# Quaking Aspens, Concrete Foundations and Patios



## fowweezer (Jul 13, 2017)

Hi all. I have a question about Quaking Aspens that I am hoping someone can help with. About eight years ago, I planted an Aspen on the side of my house, perhaps 8-10 feet away. As expected, the tree grew very fast and is now over 25 feet high. Also as expected, I am finding a small forest of new sprouting Aspens all over my yard. 

Talking to people around here (UT), I've heard some concern that Aspen roots will damage concrete foundations (by growing into them) and concrete patios (by growing under them and then sprouting new growth). I have read a few horror stories on the internet.

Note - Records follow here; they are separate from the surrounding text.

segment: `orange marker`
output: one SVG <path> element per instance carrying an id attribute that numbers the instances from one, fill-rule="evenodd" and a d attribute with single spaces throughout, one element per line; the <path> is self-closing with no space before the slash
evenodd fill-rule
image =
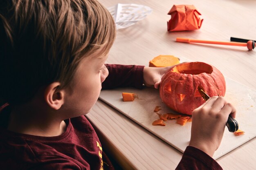
<path id="1" fill-rule="evenodd" d="M 195 42 L 197 43 L 212 44 L 214 44 L 233 45 L 235 46 L 246 46 L 249 50 L 252 50 L 255 47 L 255 42 L 253 40 L 248 41 L 247 43 L 237 42 L 225 42 L 222 41 L 208 41 L 205 40 L 190 39 L 186 38 L 179 38 L 176 39 L 177 42 L 186 42 L 190 43 Z"/>

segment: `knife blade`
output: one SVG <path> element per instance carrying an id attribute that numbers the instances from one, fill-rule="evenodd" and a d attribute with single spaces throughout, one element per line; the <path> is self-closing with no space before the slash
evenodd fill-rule
<path id="1" fill-rule="evenodd" d="M 198 90 L 200 95 L 206 101 L 210 98 L 202 89 L 198 88 Z M 238 123 L 230 115 L 229 116 L 226 126 L 230 132 L 235 132 L 238 129 Z"/>

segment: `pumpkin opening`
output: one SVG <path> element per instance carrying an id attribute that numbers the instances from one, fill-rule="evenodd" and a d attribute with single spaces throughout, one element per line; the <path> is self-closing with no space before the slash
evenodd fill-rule
<path id="1" fill-rule="evenodd" d="M 181 74 L 197 75 L 203 73 L 211 74 L 213 68 L 210 65 L 200 62 L 186 63 L 175 66 L 172 71 Z"/>

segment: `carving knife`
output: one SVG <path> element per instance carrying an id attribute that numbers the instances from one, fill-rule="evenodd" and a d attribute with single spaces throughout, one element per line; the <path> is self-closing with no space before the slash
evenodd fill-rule
<path id="1" fill-rule="evenodd" d="M 201 95 L 204 100 L 206 101 L 210 98 L 202 89 L 198 88 L 198 90 L 199 93 L 200 93 L 200 95 Z M 238 129 L 238 123 L 231 115 L 229 116 L 229 118 L 226 124 L 226 126 L 227 126 L 229 131 L 230 132 L 235 132 Z"/>

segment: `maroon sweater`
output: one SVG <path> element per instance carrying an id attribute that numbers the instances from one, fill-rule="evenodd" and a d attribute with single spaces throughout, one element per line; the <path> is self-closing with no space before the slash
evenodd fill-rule
<path id="1" fill-rule="evenodd" d="M 106 64 L 110 74 L 103 89 L 143 87 L 144 66 Z M 66 131 L 53 137 L 25 135 L 6 130 L 9 109 L 0 108 L 1 170 L 113 170 L 95 132 L 84 116 L 65 120 Z M 104 150 L 104 149 L 103 149 Z M 207 154 L 188 147 L 176 169 L 221 170 Z"/>

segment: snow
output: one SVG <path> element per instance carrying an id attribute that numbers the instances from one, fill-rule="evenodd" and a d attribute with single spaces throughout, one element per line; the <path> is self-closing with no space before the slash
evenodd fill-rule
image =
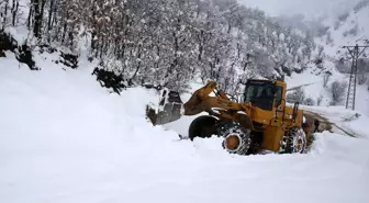
<path id="1" fill-rule="evenodd" d="M 100 87 L 88 63 L 63 70 L 38 57 L 42 71 L 31 71 L 7 56 L 0 202 L 369 202 L 367 138 L 324 132 L 305 155 L 230 155 L 220 138 L 178 140 L 174 129 L 148 123 L 154 91 L 119 97 Z"/>

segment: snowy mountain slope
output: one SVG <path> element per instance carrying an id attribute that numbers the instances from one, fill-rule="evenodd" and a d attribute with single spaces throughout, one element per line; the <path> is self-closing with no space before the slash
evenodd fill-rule
<path id="1" fill-rule="evenodd" d="M 327 18 L 322 23 L 328 27 L 327 34 L 317 43 L 324 46 L 324 53 L 339 58 L 346 53 L 343 46 L 369 44 L 369 1 L 362 0 L 356 7 L 336 18 Z M 368 52 L 367 52 L 368 53 Z"/>
<path id="2" fill-rule="evenodd" d="M 155 92 L 109 94 L 88 63 L 0 58 L 0 202 L 366 203 L 369 140 L 322 133 L 306 155 L 228 155 L 144 117 Z M 349 185 L 349 187 L 348 187 Z"/>

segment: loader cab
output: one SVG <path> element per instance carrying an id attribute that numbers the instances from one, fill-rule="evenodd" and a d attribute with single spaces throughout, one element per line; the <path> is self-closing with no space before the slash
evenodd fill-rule
<path id="1" fill-rule="evenodd" d="M 282 103 L 283 87 L 271 80 L 248 80 L 246 82 L 244 102 L 265 111 L 272 111 Z M 276 102 L 275 102 L 276 97 Z M 273 106 L 275 104 L 275 106 Z"/>

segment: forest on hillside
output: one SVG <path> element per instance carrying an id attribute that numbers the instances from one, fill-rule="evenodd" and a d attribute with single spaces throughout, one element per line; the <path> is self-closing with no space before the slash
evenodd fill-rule
<path id="1" fill-rule="evenodd" d="M 0 16 L 0 32 L 26 27 L 27 43 L 77 55 L 87 47 L 132 83 L 181 92 L 193 78 L 237 92 L 247 78 L 301 71 L 323 54 L 314 33 L 236 0 L 3 0 Z"/>

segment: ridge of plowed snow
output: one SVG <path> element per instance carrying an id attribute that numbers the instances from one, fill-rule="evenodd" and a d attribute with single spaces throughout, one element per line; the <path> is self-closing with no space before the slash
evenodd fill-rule
<path id="1" fill-rule="evenodd" d="M 369 202 L 369 140 L 316 135 L 306 155 L 241 157 L 152 126 L 155 92 L 109 94 L 88 68 L 0 58 L 0 202 Z"/>

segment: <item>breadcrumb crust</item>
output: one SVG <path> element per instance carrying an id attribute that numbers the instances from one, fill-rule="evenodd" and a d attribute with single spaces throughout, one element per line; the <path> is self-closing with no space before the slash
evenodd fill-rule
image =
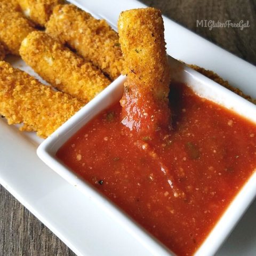
<path id="1" fill-rule="evenodd" d="M 47 137 L 83 107 L 77 99 L 41 84 L 25 72 L 0 61 L 0 114 L 21 131 Z"/>
<path id="2" fill-rule="evenodd" d="M 146 8 L 122 12 L 118 27 L 123 74 L 158 98 L 167 99 L 170 73 L 161 11 Z"/>
<path id="3" fill-rule="evenodd" d="M 43 79 L 84 102 L 110 83 L 91 62 L 43 31 L 30 34 L 23 41 L 20 53 Z"/>
<path id="4" fill-rule="evenodd" d="M 19 10 L 16 2 L 0 0 L 0 41 L 10 53 L 19 55 L 21 42 L 35 30 L 34 27 Z"/>
<path id="5" fill-rule="evenodd" d="M 222 86 L 224 86 L 227 89 L 233 91 L 235 93 L 236 93 L 241 97 L 244 98 L 246 100 L 250 101 L 252 103 L 253 103 L 254 104 L 256 104 L 256 99 L 253 99 L 251 96 L 249 95 L 245 94 L 241 90 L 238 89 L 238 88 L 235 88 L 234 86 L 232 86 L 229 84 L 228 81 L 226 81 L 222 79 L 220 76 L 219 76 L 217 74 L 215 73 L 213 71 L 205 69 L 204 68 L 201 68 L 201 67 L 198 67 L 196 65 L 188 64 L 186 65 L 191 68 L 195 70 L 197 72 L 199 72 L 202 75 L 204 75 L 204 76 L 207 76 L 207 77 L 208 77 L 209 78 L 213 80 L 216 83 L 218 83 L 218 84 L 222 85 Z"/>
<path id="6" fill-rule="evenodd" d="M 54 6 L 63 0 L 17 0 L 25 15 L 35 23 L 44 27 Z"/>
<path id="7" fill-rule="evenodd" d="M 105 20 L 97 20 L 75 5 L 57 5 L 46 32 L 68 44 L 114 80 L 120 75 L 123 59 L 118 34 Z"/>
<path id="8" fill-rule="evenodd" d="M 5 57 L 5 49 L 3 44 L 0 43 L 0 61 L 3 60 Z"/>

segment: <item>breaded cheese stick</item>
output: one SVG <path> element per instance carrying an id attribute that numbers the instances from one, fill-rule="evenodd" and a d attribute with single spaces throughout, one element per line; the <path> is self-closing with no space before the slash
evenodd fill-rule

But I am curious how serious these concerns are. 

I certainly like the shade the tree provides, but I could easily remove it and plant something different. Is the danger to the foundation and concrete patio significant or overblown?


----------



## JeffGu (Jul 13, 2017)

The roots can't "grow into" a reinforced, poured concrete foundation. Aspen roots are very close to the surface and might get under a patio, but it would be very unusual for them to hurt it. I have some that I planted on a property we own in a nearby town, about the same time (8 or 9 years ago) that are now 30'+ tall. They are also within 8 feet of the house, and a patio that is just concrete pavers layed on the ground, a bit silted in and tipsy. My plan is to remove the pavers and put a deck there, and I've started prying them up. The roots from the Aspen trees, two clumps of three, haven't even moved those things.

I should mention that this is an old, small farm house that was added onto several times, with a hodge-podge of foundation materials including concrete, brick, block and tile. No real footings, to speak of. The roots of the trees haven't bothered any of it, although some are under the house from growing under the foundation and back up. I just cut them off while I was under there. No affect on the trees, as most of the roots just hit the old brick foundation and turned, running alongside of it.

It's rare for tree roots to make it through a foundation unless there was already serious problems... like water and dirt already coming through it due to hydrostatic pressure and poor construction, improper drainage away from the foundation, etc.

The saplings sprouting up all over is just the nature of those trees. I just cut them off and they rarely sprout back in the same spot. Where they come up out further, in the lawn, the mower keeps them under control. Occasionally, I will leave one go and when it forms its own little root system, I'll cut it loose from the parent tree's root and transplant the sapling to another location. They're fast growing, nice trees with a few headaches... but they seem to be impervious to poor soils, drought, floods, etc. and I've had good luck with them, over the years.

You can cut a dozen of the sprouting saplings with an ordinary hand pruner in about ten minutes. I cut them off below grade a little. It's a small price to pay for a tree that grows this fast and looks this good.


----------